Sort of like the great multitude of those behind the wheel, in other words.

And unless we can change those perceptions, we’re going to have a hard time changing things on the streets. Because it’s easy to refuse — or remove — something that only benefits a small group of hipsters, lycra louts, critical massholes or Lance Armstrong wannabees.
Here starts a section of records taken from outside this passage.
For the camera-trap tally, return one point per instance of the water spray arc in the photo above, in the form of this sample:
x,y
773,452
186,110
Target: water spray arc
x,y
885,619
But much harder to say no to the guy next door, or the woman who works next to you.

………

LACBC sponsors their Mid-Winter Merriment tomorrow from 11:30 am to 11 pm at the Library Alehouse, 2911 Main Street in Santa Monica; bike valet available after 5 pm. Stephen Box analyzes why 2009 was the Year of the Bike in Los Angeles. Photos from the successful St. Anne’s Toy Ride. Burbank’s newspaper notes that local bicycling is moving into a new age, and encourages cyclists and pedestrians to keep the pressure on. As of January 1st, seatless bikes will be legal in California, even if Bakfiets break the law in the City of Angels. Presenting the possible Algonquin of Bay Area biking. In New Jersey, a step back for bike parking, cleverly disguised as a step forward. New York considers a three-foot passing law, while Mississippi considers laws requiring safe passing and banning harassment, and Baltimore considers simple solutions like changing the direction of storm grates. Do women owe their emancipation to their bikes? Once again, the Tour of Georgia bites the dust, while the French again investigate Lance Armstrong’s former team. Flashing bike lights are now legal in Ireland; legal passing on the inside is still to come. Refurbished bikes are donated to Liverpool churches. A rally for a bike-friendly Bangladesh. Israeli cyclists fight the mandatory helmet law. New Years celebrants in Adelaide could be saved by cycling paramedics. Finally, poof that not all crime-fighting superheroes wear a cape; some ride a bike, then bravely run away.